ALAN TURNER — Who gave up the money? Health care and our shifting economic priorities
During the past few weeks, a number of very large, high-profile companies have announced that they are dropping existing health benefits for part-time employees. In the past year, other large companies have announced that they are suspending health benefits for spouses. With the pre-eminence of health care in the United States these days (and few would argue with the fact that health care is arguably the biggest and most consistent news item in today’s media world), one would assume that these companies are undertaking such moves from real or perceived necessity. That’s especially true since most middle income workers today regard health care benefits as one of the most important parts of their compensation package. Taking such benefits away, one would think, would be a serious de-motivating factor for workers.
But when one looks at the numbers, and the escalation in health care costs, it’s hard to argue with any company’s decision to reduce or eliminate benefits. In fact, it would be hard to imagine that this trend will not escalate during the next 2-3 years.
Consider the following facts as reported by the federal government:
In 1960, a little more than 50 years ago, total health care spending in the United States represented about 4.4 percent of the country’s GDP. That means that the remaining 95.6 percent went to entities other than health care providers.
Fast forward to 2012. Total health care spending in the United States represented over 17 percent of the nation’s GDP. This means that only about 83 percent of the GDP went to entities other than health care providers.
This would seem to indicate that industries and businesses other than health care must have given up a very great deal of money relative to the GDP. The trend seems obvious: when any single sector of the economy grows faster than the GDP grows year after year, other sectors must be declining relative to the GDP. One could argue that offshoring has been a result of this shift, as companies sought and found ways to reduce their labor and manufacturing costs.
Yes, many high paying jobs have undoubtedly been created in health care.
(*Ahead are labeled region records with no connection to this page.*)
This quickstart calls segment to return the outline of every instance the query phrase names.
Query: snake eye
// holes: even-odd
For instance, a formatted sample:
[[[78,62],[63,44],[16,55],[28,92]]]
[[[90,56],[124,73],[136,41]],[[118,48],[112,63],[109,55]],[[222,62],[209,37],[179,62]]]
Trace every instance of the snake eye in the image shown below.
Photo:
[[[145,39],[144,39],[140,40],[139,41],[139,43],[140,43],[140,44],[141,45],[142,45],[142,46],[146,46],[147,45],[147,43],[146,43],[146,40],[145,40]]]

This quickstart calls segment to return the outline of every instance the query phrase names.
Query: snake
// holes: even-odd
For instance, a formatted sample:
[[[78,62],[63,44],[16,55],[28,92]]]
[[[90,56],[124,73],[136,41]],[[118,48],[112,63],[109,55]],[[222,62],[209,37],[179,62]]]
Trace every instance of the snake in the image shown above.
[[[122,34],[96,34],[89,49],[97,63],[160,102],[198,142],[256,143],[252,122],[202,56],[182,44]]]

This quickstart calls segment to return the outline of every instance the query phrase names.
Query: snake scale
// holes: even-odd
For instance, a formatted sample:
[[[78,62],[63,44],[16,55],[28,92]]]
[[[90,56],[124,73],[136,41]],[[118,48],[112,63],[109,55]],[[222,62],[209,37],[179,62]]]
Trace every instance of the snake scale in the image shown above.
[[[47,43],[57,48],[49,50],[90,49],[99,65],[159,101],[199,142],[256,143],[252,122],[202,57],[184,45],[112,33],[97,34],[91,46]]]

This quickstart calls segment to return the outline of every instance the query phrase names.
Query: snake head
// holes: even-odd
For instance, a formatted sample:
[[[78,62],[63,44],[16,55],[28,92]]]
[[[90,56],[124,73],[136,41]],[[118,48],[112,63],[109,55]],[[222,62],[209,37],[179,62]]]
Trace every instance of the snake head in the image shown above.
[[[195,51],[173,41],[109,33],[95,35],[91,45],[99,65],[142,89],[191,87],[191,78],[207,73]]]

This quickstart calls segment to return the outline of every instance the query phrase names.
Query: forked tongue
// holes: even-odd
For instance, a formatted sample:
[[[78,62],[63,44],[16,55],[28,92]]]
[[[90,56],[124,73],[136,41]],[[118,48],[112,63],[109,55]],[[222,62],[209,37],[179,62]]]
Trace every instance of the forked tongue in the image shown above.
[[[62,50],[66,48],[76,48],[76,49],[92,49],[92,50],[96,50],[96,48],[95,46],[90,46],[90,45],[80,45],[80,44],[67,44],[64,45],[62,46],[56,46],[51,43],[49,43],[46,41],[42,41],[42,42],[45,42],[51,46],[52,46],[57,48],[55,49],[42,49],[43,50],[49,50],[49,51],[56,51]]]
But we’ve also seen a corresponding decline in what we would think of as the “blue collar middle class,” and millions of families have slipped down the economic slope as a result.
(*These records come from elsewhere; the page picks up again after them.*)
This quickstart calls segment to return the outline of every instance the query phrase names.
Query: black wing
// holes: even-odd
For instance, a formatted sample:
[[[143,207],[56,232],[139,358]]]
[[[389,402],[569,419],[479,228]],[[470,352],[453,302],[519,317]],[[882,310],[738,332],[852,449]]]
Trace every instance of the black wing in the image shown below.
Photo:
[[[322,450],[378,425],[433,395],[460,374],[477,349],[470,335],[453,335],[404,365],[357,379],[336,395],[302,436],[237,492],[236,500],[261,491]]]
Consider also the growth in health care spending in the United States versus other developed nations, based on OECD numbers.
In the U.S., health care spending in 2012 was 17 percent of our GDP, the highest among all developed nations in the world. In the United Kingdom, the number is 9.6 percent. In Japan (reportedly with the world’s longest life expectancy), it’s 9.5 percent. In France, it’s 11.6 percent. In Australia, it’s 9.1 percent. In Canada, it’s 11.4 percent. And like Japan, most of these nations have longer life expectancies than the United States.
This is not in any way disparaging to the American health system, as there are many, many health professionals who work in a dedicated and tireless fashion to deliver quality health care to millions of those in need. Instead, it’s simply a question of sustainability.
If the current trends continue, health care spending in the U.S. will reach and top 20 percent of our GDP within the next several years. That means that other sectors of our economy will have to give up many more billions of dollars annually in order to fund the increase in health care spending. Wouldn’t that suggest much less investment in new facilities, new jobs, and new development (outside of health care)?
All of us want access to quality health care. Obviously, none of us would choose to be sick, or die, due to lack of vital health care services. The question is: can we afford it if the ongoing trend continues? If not, where do we go from here?